Her entry into the Republican primary with Mr. Cox converted what looked like a shoe-in for Mrs. Clinton into a prospective fight against a challenger in stiletto heels with genuine star power. People magazine once put Jeanine Pirro on its list of the “50 most beautiful people.” She has been a success on the side of the angels, sending child molesters to the cages where they belong. Feminists and pro-family groups love her for her work with abused women, her defense of rape victims and her imaginative programs for sweeping the Internet to catch pedophiles.

She poses a Hobson’s choice for some conservative Republicans. On most of the high-profile social issues she doesn’t differ much from the woman she wants to challenge. Both oppose gay marriage but support civil unions. Both support the death penalty; neither wants to eliminate the ban on assault weapons. Hillary Clinton voted for going to war against Iraq. Jeanine Pirro supports the war on terror. Both are adamantly pro-choice.

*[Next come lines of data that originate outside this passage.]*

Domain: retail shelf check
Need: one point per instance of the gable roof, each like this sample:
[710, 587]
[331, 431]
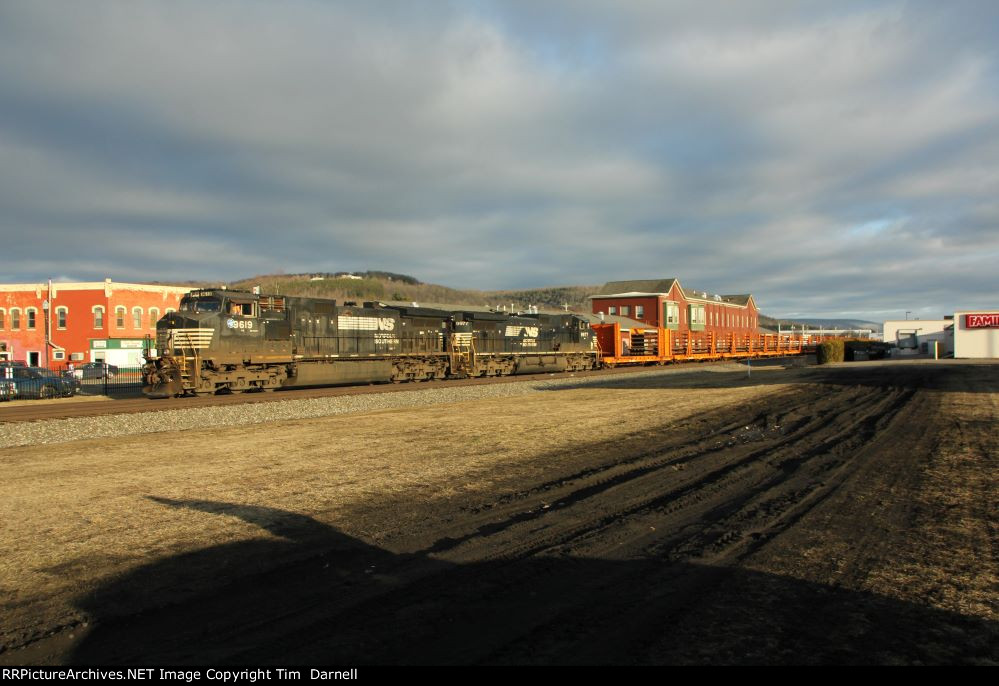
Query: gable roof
[638, 286]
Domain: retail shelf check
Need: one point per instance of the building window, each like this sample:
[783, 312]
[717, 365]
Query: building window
[698, 317]
[672, 315]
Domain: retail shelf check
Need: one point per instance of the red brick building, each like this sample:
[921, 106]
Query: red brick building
[663, 302]
[52, 324]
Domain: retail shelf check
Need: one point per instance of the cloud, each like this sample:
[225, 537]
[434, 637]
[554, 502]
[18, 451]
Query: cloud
[830, 158]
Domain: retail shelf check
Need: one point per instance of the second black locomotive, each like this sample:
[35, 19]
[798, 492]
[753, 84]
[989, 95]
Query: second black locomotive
[223, 340]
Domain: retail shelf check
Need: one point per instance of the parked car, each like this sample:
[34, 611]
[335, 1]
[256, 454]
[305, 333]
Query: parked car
[39, 382]
[95, 370]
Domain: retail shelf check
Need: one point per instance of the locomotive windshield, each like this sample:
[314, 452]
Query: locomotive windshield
[200, 304]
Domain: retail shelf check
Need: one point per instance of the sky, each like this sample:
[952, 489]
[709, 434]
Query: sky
[832, 158]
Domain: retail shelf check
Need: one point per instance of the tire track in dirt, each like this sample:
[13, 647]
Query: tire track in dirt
[729, 492]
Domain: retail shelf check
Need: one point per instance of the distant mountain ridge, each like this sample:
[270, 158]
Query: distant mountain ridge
[388, 286]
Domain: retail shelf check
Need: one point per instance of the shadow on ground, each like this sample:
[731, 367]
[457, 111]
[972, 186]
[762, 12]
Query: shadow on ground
[333, 599]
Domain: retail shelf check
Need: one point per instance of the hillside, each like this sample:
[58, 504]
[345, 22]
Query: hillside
[385, 287]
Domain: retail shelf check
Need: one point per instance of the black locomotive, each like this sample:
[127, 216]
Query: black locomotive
[222, 341]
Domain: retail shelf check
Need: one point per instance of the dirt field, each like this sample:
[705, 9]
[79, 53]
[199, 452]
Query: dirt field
[841, 515]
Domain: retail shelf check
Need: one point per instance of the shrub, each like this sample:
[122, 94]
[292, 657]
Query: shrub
[830, 351]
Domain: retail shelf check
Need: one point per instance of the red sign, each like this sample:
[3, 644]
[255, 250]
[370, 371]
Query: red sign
[989, 320]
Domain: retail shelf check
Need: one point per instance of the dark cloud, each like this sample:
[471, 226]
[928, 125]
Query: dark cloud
[829, 157]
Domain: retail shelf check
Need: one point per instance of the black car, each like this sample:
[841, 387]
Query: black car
[95, 370]
[39, 382]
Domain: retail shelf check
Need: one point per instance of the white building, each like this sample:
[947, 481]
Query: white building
[976, 334]
[914, 336]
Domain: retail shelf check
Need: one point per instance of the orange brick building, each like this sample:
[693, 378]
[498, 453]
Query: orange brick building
[52, 324]
[664, 302]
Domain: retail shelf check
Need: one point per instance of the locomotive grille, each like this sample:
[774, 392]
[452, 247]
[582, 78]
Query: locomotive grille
[197, 339]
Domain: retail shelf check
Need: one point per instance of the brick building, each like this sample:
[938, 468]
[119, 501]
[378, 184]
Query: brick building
[665, 302]
[52, 324]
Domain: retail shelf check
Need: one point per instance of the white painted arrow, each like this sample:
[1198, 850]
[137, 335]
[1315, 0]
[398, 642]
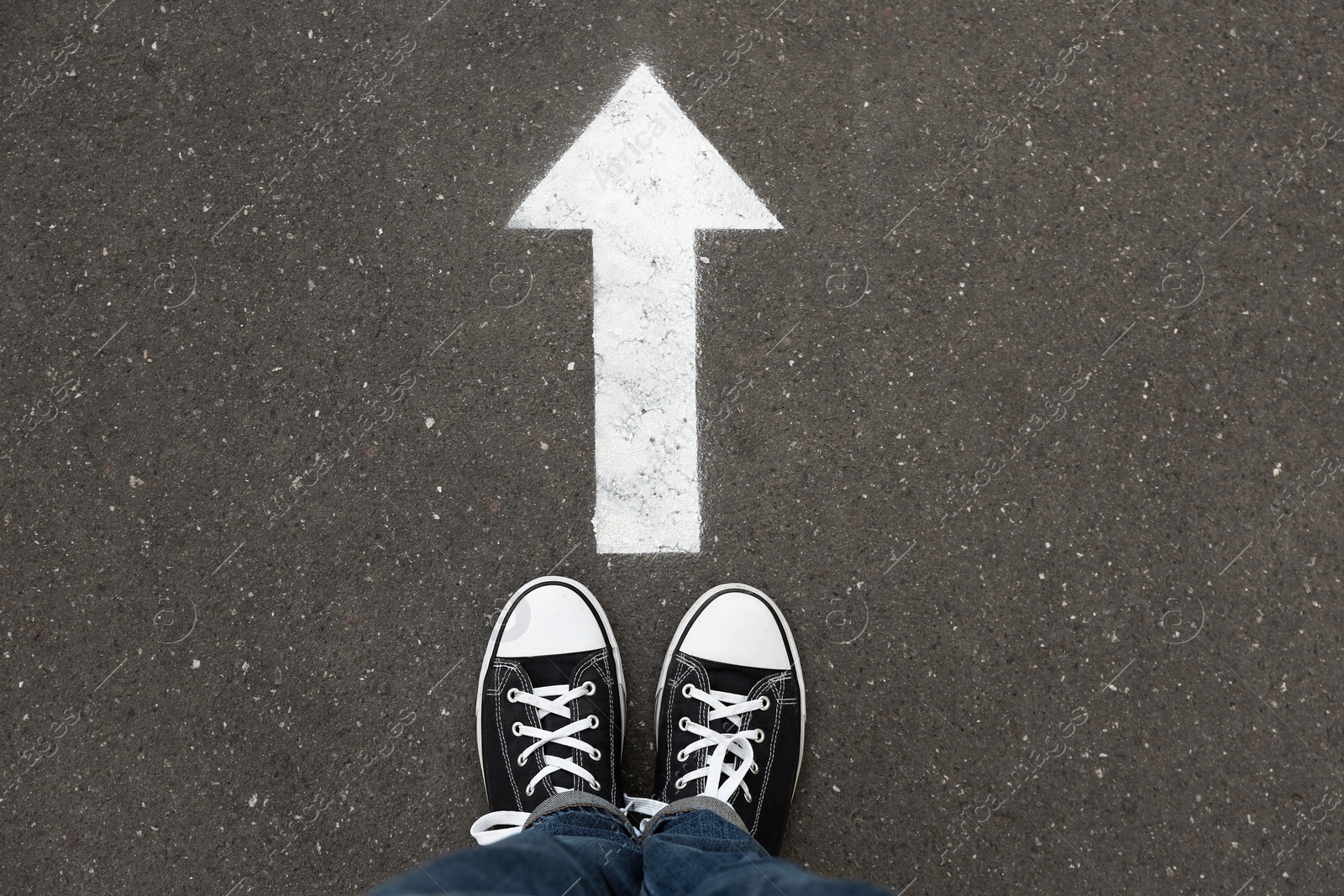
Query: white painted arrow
[644, 181]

The real titillation is the baggage they bring along with their husbands. Bill Clinton was impeached for lying under oath, and is most colorfully remembered for his particularly sordid Oval Office affair with an intern half his age. But that was a long time ago, and his wife’s friends regard his politics as a plus that more than balances the minus of his morals.

Albert Pirro supports a child born outside of his marriage, and for 11 months he was the guest of the U.S. government for evading federal income taxes. His associates are less than savory. (So, too, some of his wife’s; she has been accused of taking money that smells like mafia.) She was elected to her third term as district attorney in spite of all that. Nevertheless, like the former first lady, she stood by her man, if with considerably less fervor.

The tabloids would relish turning a wonkish and dull re-election campaign into something vastly entertaining. “You know the papers are going to love this, two harridans mixing it up,” Fred Siegel, a history professor at Cooper Union in New York, tells the New York Observer. “This could be the equivalent of mud wrestling for fraternity boys.” This would be the bout of the million-dollar babies. Hillary haters across the country would write checks for Jeanine Pirro just to make life miserable for Hillary, and Republicans everywhere would see the race as an opportunity to rough up the prospective Democratic presidential nominee for ‘08. Democratic money earmarked for other contentious races would have to be diverted to New York.

But a tough race could be an asset for Hillary Clinton. She’s had more reincarnations than Shirley MacLaine and she’s still standing, proof that it takes more than a village to subdue the Clintons. The No. 1 Pirro issue would be her promise, easily taken at full value, that she would be a full-time senator and would serve a full term. She will need a lot more than that. The New York Post, which for years gleefully stereotyped Hillary as a callous carpetbagger, has all but embraced her now, making great fun of Ms. Pirro’s debut as a Senate candidate when she lost a page of her speech. The Post relishes the soap-opera details of her husband’s 22-year old “love child.” Since 1974 no Republican candidate has won a statewide race without the support of New York’s Conservative Party. If Jeanine Pirro is the nominee, conservatives will have to decide whether they want a senator who’s somewhat more liberal than they are or an incumbent who’s a lot more liberal than they are.

A dark horse Ms. Pirro certainly is, but so was Giacomo, the 50-1 longshot who won the Kentucky Derby earlier this year. Handicapping politicians is a little like handicapping horses, and surprises can happen in the homestretch. But first the horses have to get out of the gate.